アトレティコ・マドリードは24日、スペイン・マドリードのリヤド・エアー・メトロポリターノで行われた2026~2027シーズン、ラ・リーガ第2節のホームゲームでビジャレアルと対戦し、2-2で引き分けました。開幕戦でマラガを2-0で下していたアトレティコは、開幕2戦を終えて1勝1分け(勝ち点4)という結果となりました。
試合は、後半14分にマルク・プビルの先制ゴールでアトレティコが勢いに乗るも、6分後にジェラール・モレノにペナルティキックを決められ同点に追いつかれる展開となりました。さらに後半30分、ロビン・ル・ノルマンが退場処分となり、このプレーで与えたペナルティキックをジョルジュ・ミカウターゼに決められ、ビジャレアルに逆転を許してしまいます。それでも、10人という数的不利の中、後半40分にジュリアーノ・シメオネの劇的な同点ゴールが飛び出し、チームは執念で勝ち点1を掴み取りました。
試合後の記者会見で、シメオネ監督は「我々は試合の大半をコントロールし、守備においても堅実なパフォーマンスを見せた」と一定の評価を下しました。しかし、「我々が改善すべきは、試合の重要な瞬間におけるマネジメントだ」と語り、先制しながらも勝ちきれなかった展開に悔しさを隠しきれない様子でした。

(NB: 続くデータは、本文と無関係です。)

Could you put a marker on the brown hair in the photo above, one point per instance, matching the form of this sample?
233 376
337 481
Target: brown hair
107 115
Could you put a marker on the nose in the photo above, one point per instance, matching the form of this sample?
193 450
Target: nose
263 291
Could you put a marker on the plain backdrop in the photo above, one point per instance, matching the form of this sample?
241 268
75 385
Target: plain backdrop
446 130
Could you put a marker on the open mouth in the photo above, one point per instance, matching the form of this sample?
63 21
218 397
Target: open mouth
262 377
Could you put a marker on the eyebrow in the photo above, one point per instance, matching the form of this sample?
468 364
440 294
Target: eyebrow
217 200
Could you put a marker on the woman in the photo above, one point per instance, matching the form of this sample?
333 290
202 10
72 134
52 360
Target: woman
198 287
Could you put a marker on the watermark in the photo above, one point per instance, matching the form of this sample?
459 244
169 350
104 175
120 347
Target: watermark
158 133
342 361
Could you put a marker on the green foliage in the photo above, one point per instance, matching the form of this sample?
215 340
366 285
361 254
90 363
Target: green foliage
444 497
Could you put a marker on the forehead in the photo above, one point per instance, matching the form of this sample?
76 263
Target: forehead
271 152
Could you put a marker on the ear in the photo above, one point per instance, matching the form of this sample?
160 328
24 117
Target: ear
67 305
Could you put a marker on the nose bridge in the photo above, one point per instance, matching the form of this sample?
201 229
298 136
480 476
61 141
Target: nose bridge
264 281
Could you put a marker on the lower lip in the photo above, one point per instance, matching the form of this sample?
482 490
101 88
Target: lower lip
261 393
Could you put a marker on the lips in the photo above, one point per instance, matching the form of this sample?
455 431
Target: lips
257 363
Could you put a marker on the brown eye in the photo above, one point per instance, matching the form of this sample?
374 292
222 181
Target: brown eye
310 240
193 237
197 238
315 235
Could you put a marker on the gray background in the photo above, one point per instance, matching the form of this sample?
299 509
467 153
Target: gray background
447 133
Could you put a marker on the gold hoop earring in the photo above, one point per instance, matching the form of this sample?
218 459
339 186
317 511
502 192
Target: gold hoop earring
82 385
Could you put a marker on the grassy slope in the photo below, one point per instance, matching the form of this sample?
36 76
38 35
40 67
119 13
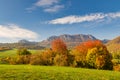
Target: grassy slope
28 72
13 53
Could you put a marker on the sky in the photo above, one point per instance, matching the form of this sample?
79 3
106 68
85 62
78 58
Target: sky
36 20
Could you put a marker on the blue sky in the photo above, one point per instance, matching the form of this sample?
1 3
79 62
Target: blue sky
39 19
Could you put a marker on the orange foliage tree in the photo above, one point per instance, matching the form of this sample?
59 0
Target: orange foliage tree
59 46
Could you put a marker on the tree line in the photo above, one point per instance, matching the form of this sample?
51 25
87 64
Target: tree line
89 54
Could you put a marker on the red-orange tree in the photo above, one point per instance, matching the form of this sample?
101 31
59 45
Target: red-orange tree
59 46
62 54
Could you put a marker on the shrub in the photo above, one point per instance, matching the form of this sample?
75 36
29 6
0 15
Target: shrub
61 60
45 58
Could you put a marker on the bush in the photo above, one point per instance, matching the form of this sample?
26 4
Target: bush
61 60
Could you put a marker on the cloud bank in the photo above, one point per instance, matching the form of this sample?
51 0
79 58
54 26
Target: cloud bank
86 18
47 5
13 31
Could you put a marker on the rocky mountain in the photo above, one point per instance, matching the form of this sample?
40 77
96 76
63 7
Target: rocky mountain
70 40
114 45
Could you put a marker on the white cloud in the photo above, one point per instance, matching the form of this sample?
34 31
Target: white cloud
47 5
43 3
54 8
13 31
86 18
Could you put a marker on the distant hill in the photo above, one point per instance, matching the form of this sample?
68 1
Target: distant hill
114 45
70 40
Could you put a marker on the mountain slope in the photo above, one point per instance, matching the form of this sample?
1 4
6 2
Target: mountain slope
70 40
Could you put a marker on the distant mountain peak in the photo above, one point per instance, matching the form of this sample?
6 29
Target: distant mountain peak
70 40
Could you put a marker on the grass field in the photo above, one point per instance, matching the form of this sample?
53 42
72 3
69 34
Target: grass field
13 53
28 72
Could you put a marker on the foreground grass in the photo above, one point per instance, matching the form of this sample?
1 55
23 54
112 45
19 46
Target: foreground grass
28 72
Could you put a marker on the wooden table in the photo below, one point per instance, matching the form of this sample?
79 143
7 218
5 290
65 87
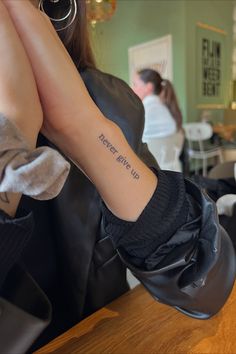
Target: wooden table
137 324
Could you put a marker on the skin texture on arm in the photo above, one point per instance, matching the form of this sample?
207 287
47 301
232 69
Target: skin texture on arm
75 124
17 84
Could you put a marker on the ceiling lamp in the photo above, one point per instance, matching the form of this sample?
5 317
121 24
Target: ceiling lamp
100 10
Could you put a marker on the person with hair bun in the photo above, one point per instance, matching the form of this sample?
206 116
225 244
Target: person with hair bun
162 113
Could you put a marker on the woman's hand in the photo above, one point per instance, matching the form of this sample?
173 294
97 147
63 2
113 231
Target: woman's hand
62 92
19 100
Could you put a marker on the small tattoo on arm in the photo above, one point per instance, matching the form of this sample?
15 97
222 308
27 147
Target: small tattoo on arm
119 158
4 198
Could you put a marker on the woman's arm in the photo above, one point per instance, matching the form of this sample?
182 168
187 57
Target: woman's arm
75 124
17 84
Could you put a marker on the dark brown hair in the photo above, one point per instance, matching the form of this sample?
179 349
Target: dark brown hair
76 37
166 90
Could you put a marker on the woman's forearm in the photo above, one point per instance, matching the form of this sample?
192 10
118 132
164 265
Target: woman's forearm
99 147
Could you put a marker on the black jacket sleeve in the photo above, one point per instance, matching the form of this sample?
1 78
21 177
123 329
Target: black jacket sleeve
193 269
15 234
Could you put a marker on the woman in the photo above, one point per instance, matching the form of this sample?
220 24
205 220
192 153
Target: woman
157 221
162 114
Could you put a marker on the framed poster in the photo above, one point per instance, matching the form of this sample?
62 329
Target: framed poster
155 54
210 68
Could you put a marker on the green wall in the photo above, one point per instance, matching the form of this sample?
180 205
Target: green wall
137 21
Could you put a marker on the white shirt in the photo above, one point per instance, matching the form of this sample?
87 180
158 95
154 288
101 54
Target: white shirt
158 119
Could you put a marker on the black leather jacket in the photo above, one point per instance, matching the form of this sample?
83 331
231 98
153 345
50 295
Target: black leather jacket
72 258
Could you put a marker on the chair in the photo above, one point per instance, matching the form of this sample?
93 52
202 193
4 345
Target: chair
197 134
167 150
222 170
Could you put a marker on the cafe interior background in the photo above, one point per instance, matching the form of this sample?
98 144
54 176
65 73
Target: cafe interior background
119 26
191 42
138 21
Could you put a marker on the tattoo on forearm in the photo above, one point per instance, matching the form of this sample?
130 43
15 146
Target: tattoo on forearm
4 198
119 158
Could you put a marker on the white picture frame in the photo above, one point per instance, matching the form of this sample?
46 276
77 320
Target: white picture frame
155 54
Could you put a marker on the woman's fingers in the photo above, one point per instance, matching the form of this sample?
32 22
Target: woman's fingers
57 78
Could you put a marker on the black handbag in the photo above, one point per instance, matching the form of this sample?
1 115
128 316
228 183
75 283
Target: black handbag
197 266
25 312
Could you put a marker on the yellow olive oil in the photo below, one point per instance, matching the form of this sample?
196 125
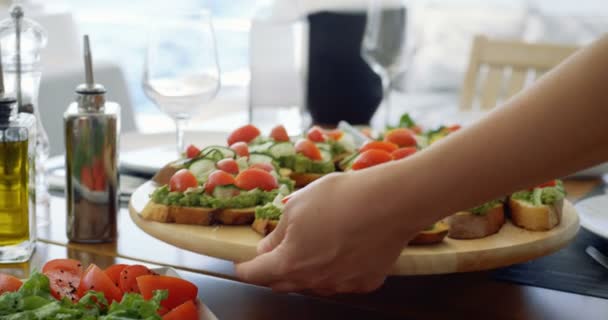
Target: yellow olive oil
14 192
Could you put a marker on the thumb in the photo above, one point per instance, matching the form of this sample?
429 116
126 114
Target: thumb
272 240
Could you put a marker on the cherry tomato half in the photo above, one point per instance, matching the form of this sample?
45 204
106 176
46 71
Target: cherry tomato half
371 158
182 180
245 133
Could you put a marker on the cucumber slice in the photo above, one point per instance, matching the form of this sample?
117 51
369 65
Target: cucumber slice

一方で、コンディション調整が万全ではなかった選手たちの奮闘には満足感を示しています。「プビルはまだ本調子ではないものの、素晴らしいプレーをしてくれた。ジュリアーノも同様だ。ワールドカップ以降、満足なトレーニングを積めていなかったにもかかわらず、今日の我々に多くのプラス要素をもたらしてくれた」と、彼らの献身を称賛しました。

最前線のFW不足という課題について、シメオネ監督は自身の責任に言及しました。この日、アデモラ・ルックマンをトップに配置したことについて「彼にとって本来のポジションではない。ストライカーが不在だからこそ起用している」と説明し、「彼がその位置で結果を出せていないのならば、それは私の起用法に責任がある」と胸の内を明かしました。

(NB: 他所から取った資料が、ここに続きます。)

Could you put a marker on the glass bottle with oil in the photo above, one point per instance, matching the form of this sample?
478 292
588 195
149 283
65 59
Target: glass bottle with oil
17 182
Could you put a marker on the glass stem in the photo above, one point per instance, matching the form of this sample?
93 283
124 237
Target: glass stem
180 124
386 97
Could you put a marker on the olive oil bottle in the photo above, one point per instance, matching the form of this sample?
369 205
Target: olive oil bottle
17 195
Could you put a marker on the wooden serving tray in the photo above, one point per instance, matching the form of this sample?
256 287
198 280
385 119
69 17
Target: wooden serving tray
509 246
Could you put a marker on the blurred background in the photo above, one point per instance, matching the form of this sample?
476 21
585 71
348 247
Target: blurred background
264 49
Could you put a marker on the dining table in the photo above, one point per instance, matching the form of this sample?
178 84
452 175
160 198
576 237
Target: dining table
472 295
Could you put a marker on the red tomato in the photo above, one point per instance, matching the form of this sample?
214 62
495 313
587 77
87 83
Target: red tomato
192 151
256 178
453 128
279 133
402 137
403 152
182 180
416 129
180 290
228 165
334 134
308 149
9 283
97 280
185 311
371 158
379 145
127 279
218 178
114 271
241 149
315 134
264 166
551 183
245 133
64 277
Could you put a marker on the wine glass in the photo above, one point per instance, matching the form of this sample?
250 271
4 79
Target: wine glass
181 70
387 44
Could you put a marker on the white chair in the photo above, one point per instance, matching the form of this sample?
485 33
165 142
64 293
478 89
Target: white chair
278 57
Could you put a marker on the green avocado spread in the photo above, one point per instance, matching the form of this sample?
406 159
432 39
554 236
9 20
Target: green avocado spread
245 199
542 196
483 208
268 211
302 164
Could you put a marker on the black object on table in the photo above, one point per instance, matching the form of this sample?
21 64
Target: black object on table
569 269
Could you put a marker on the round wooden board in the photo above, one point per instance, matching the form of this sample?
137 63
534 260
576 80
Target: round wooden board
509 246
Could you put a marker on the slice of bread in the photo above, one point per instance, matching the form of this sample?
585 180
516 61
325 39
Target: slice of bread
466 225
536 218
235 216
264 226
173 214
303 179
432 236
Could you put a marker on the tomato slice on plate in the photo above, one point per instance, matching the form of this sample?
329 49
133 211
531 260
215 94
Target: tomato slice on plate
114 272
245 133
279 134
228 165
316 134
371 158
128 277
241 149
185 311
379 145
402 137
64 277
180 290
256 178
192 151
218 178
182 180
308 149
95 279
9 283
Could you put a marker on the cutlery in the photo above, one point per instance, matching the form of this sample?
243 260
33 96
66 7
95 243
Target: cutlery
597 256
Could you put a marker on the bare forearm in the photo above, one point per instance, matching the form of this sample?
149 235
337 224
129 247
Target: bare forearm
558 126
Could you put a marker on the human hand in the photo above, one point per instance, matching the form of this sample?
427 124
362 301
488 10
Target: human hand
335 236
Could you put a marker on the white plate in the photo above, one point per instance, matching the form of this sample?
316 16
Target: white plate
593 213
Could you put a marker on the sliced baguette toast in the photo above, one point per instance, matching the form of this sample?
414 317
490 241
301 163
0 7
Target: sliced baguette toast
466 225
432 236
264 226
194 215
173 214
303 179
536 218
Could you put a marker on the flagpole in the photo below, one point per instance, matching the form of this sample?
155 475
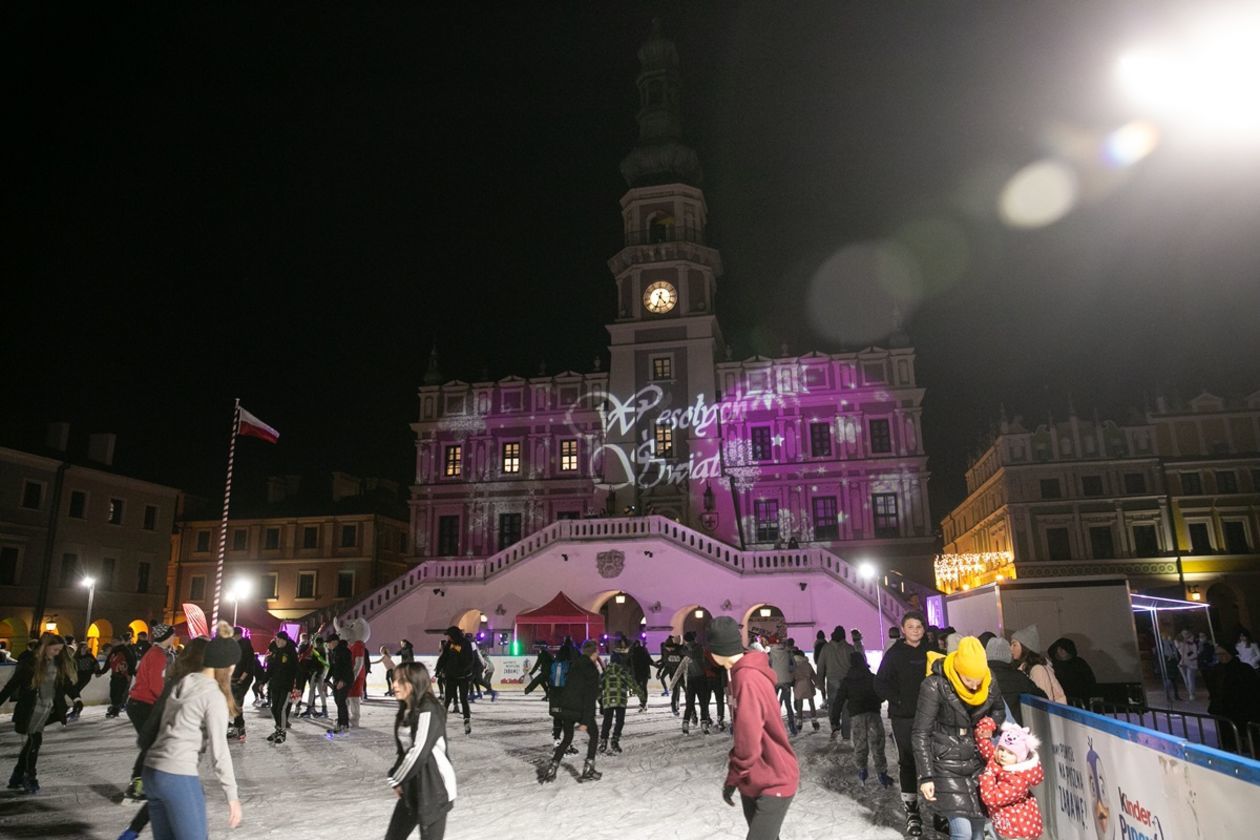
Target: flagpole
223 525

さらに、リーグ優勝という高い目標を掲げる以上、確実なストライカーの存在は不可欠だと強調します。「重要なタイトルを掴み取るには、二つの要素が必要だ。チームの団結力、そして決定力のあるストライカー。我々が過去に優勝した際も、常にこの二つが揃っていた」と、理想とするチーム像を改めて語りました。
また、移籍問題で注目を集めるフリアン・アルバレスについても質問が及びました。アルバレスは途中交代でピッチに入った際、一部のホームファンから激しいブーイングを受けるという厳しい状況に置かれています。

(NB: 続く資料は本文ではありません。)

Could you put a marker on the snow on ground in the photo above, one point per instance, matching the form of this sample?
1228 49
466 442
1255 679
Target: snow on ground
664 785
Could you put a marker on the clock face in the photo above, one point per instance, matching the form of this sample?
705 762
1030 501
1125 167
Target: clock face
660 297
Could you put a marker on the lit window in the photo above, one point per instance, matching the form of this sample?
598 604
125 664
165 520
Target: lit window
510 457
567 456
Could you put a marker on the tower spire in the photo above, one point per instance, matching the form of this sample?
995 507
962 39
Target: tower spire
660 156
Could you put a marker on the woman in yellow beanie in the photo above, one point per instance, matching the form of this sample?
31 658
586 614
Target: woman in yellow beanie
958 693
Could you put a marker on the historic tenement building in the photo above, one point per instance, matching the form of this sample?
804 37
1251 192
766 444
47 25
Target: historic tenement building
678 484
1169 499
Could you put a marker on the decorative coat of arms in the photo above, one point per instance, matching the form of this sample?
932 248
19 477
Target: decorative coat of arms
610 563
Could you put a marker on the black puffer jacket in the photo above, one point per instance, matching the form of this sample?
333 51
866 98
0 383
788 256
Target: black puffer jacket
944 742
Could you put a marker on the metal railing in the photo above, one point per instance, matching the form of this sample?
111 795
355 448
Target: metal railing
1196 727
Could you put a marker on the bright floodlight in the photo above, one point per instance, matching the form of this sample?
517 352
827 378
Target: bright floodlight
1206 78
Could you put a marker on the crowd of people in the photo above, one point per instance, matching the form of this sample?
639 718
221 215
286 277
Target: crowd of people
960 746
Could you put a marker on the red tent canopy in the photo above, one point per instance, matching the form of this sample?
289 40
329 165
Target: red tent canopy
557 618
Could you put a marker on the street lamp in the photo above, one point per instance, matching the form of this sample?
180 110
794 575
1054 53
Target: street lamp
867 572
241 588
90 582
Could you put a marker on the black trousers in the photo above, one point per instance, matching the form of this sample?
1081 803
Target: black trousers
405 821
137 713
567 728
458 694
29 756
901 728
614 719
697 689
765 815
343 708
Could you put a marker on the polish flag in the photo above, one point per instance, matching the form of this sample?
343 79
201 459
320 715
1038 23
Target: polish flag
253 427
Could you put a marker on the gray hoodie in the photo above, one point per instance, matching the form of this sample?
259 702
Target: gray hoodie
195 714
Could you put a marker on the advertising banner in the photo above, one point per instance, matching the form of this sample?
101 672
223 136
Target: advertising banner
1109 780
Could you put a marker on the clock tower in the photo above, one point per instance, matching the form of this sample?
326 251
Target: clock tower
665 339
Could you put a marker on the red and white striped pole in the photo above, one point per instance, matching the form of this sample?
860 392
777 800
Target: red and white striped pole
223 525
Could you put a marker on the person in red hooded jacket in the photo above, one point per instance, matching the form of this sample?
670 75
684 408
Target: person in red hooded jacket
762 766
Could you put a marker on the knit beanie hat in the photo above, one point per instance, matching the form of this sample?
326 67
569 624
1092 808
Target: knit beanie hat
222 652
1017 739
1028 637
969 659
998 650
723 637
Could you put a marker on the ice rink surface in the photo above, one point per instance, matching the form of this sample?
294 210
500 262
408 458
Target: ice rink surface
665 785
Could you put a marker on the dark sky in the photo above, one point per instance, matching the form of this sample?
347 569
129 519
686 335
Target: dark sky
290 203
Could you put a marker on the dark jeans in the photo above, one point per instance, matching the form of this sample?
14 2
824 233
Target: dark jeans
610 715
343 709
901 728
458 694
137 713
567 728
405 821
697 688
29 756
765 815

試合後にアルバレスが他の選手たちと共にサポーター席へ挨拶に向かわなかった理由について、シメオネ監督は「クラブ側から、彼を観客に近づけないという決定があった」と説明。アルバレスの現状については「合流したばかりで、少しずつ出場時間を増やしている段階だ。本来の姿を取り戻す過程にいる」と語りました。
一方、この日アトレティコ移籍後初めて先発フル出場に近い活躍を見せたイ・ガンインは、後半22分まで約67分間ピッチを駆け回りました。デビュー戦で初ゴールを飾った勢いそのままに、チーム最多となる6本のシュートを放つなど、積極的にビジャレアルのゴールを脅かし続けました。なお、試合後の会見でシメオネ監督からイ・ガンインについて個別の言及はありませんでした。